Report by: Alex Bennett, Consultant ENT Surgeon, Honorary Senior Lecturer, University of Edinburgh, UK.
I was fortunate to be awarded one of the Matthew Yung and Chris Raine Travelling Scholarships to shadow Professor Goebel at Washington University, St. Louis, Missouri. The Center for Advanced Medicine Department of Otolaryngology serves a population of 3.5 million. There are approximately 20 attending physicians (consultants) of whom five are neuro-otologists. During the two weeks I was there I was able to observe clinics and surgery, attend lectures and discuss research.
Prof Goebel has an international reputation for his expertise in balance medicine and receives referrals from all over America. As you would expect his clinic has full access to all the latest vestibular equipment, however, it was his clinical skills which impressed me the most. All patients seeking to attend the clinic must complete and return a balance questionnaire before receiving an appointment. This ensures a low ‘did not attend’ (DNA) rate and gives him a good idea of the diagnosis before the patient is even seen. All computer interaction is done in a separate room so as not to interfere with the consultation.
Although Prof Goebel has a general otology workload most of his patients present with balance problems. In contrast to our balance clinic in Edinburgh a much higher proportion of his patients had central vestibular pathology: brainstem strokes, cerebellar degeneration, Parkinson’s and suspected multiple sclerosis (MS). We also saw a good range of peripheral vestibular disorders including recurrent benign paroxysmal positional vertigo (BPPV), Meniere’s, superior canal dehiscence syndrome (SCDS) and acoustic neuromas. For me, as important as the opportunity to discuss management, was seeing the way Prof Goebel interacted with the patients.
While I was there I saw re-runs of ‘Late night with David Letterman’. A regular feature was a summary of the week’s events entitled the ‘Top 10 list’ so here are mine:
- Pre-visit balance questionnaire.
- Use balance pads.
- Consider using a mastoid vibrator in BPPV patients resistant to repositioning manoeuvres.
- Have a lower threshold for post semi-circular canal obliteration in recurrent BPPV.
- Consider vestibular neuritis as Bell’s Palsy of the vestibular nerve.

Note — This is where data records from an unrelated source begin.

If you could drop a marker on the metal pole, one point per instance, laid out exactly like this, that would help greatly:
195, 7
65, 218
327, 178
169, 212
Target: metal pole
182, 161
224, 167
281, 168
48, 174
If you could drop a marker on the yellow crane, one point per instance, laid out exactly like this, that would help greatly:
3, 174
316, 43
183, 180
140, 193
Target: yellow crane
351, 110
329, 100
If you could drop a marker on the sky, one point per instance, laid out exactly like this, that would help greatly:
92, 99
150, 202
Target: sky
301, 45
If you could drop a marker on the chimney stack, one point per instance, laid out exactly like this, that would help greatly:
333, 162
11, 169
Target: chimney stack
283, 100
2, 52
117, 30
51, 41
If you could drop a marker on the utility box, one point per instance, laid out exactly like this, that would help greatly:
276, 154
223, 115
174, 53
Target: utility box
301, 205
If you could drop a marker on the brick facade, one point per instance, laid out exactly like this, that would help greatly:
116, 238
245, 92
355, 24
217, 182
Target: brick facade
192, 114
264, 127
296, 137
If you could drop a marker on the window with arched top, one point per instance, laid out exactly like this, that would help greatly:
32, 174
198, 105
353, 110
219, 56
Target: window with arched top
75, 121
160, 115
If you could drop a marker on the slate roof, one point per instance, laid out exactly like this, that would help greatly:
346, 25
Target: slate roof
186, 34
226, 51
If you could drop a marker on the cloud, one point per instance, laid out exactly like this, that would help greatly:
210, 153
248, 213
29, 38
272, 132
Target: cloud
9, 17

- Consider vitamin B2 and magnesium supplements for vestibular migraine.
- Meniere’s and migraine is frequently an overlapping diagnosis.
- Get 256Hz tuning fork for testing diplacusis and hyperacusis in Meniere’s patients.
- Have a lower threshold for treating Meniere’s with intra-tympanic steroids.
- Consider four-hour delayed contrast MRI to predict contralateral Meniere’s before clinical signs become apparent.
It is exactly a decade since I did my fellowship, so I have thoroughly enjoyed this unique opportunity to be a student again. I am incredibly grateful to Mr Yung and Professor Raine for sponsoring and arranging this scholarship and Prof Goebel for being a wonderful host and giving me his time and expertise.